Meroe si caratterizza per le sue numerose tombe sotterranee sovrastate da piramidi aguzze, molto più basse di quelle del nord egiziano. In origine erano oltre un centinaio. Le necropoli reali sono due dislocate a nord ed a sud dove vi sono i sepolcri più antichi. Attualmente sono una quarantina le costruzioni nel settore nord dove vennero sepolti re e principi ereditari. Verso il Nilo, ad ovest, esiste un’altra necropoli con personaggi meno importanti. Sulla parte frontale delle piramidi vennero edificati piccoli templi decorati ed anche tre camere sotterranee. Quando si entrò in una fase di decadenza lo stile ne risentì. Le dimensioni delle piramidi si ridussero.

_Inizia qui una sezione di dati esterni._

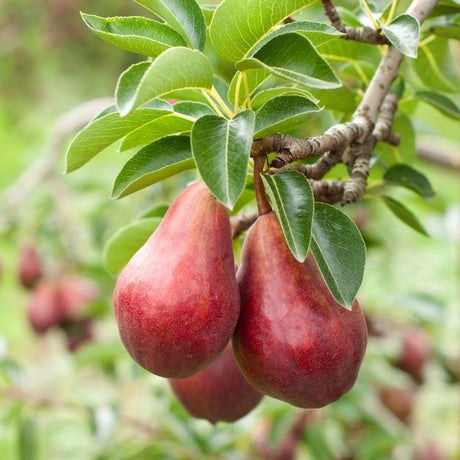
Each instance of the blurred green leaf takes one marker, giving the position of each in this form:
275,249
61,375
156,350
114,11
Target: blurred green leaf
135,34
283,113
175,68
408,177
105,130
404,214
403,33
159,160
250,21
292,200
185,17
221,151
293,57
127,241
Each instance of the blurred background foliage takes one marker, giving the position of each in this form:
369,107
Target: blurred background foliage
97,403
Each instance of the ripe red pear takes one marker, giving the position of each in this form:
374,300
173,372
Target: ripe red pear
30,267
44,311
217,393
177,301
293,341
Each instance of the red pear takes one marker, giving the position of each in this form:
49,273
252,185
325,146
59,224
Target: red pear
30,267
177,301
217,393
44,311
293,341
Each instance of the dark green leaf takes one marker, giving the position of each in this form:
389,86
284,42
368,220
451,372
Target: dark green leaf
283,113
176,68
164,158
238,25
104,130
293,57
185,17
292,200
265,95
440,102
127,241
404,214
408,177
135,34
221,150
404,33
340,252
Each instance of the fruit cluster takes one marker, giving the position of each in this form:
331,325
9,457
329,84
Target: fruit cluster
59,302
178,304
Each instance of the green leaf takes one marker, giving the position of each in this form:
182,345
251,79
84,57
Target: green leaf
127,241
449,31
255,77
440,102
183,16
238,25
283,113
408,177
404,33
135,34
291,197
104,130
265,95
164,158
221,150
176,68
435,66
404,214
293,57
340,252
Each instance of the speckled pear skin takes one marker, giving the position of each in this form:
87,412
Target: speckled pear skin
177,302
217,393
293,341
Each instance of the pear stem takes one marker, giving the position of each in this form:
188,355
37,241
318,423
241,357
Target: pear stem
263,207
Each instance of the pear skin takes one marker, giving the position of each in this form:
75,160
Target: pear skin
177,301
293,341
217,393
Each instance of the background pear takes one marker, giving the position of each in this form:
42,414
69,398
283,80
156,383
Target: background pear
177,301
217,393
293,341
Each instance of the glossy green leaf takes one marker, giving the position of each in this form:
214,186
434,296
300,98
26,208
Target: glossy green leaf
185,16
255,77
221,150
238,25
404,33
404,214
291,197
293,57
176,68
265,95
441,102
104,130
127,241
408,177
159,160
283,113
135,34
179,121
435,66
340,252
448,31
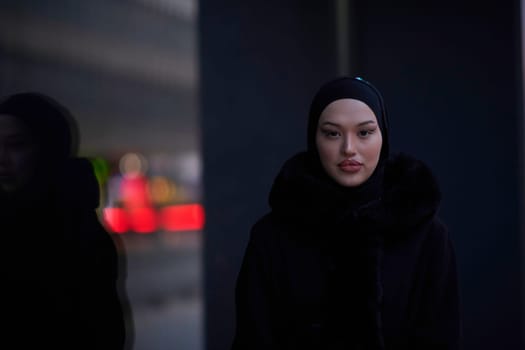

Notevole era la ricchezza degli arredi anche perché i sovrani venivano seppelliti insieme alla loro corte fatta di servi, di donne dell’harem oltre ai loro animali (cani, cavalli e dromedari). A parte le necropoli, la città vera e propria, situata sul Nilo, non è mai stata interessata dalle ricerche archeologiche o, per lo meno, le indagini non sono mai state completate. In base ai piccoli rilievi di scarti e di scorie, si è confermata la presenza di artigiani e di valenti fabbri. Questo sito archeologico, unico nel suo genere, trasmette ancora oggi un fascino incredibile. Purtroppo le attuali vicende politiche non promettono nulla di buono. Un pensiero va a quei tour operators che negli ultimi anni avevano tanto lavorato per fare conoscere questi territori, quasi dimenticati, a persone sempre alla ricerca di nuove emozioni. Quella presenza turistica aveva offerto, indirettamente, anche un valido aiuto, economico e scolastico, a quelle popolazioni sparse che continuano a vivere quasi dimenticate, tra le sabbie del grande deserto nubiano.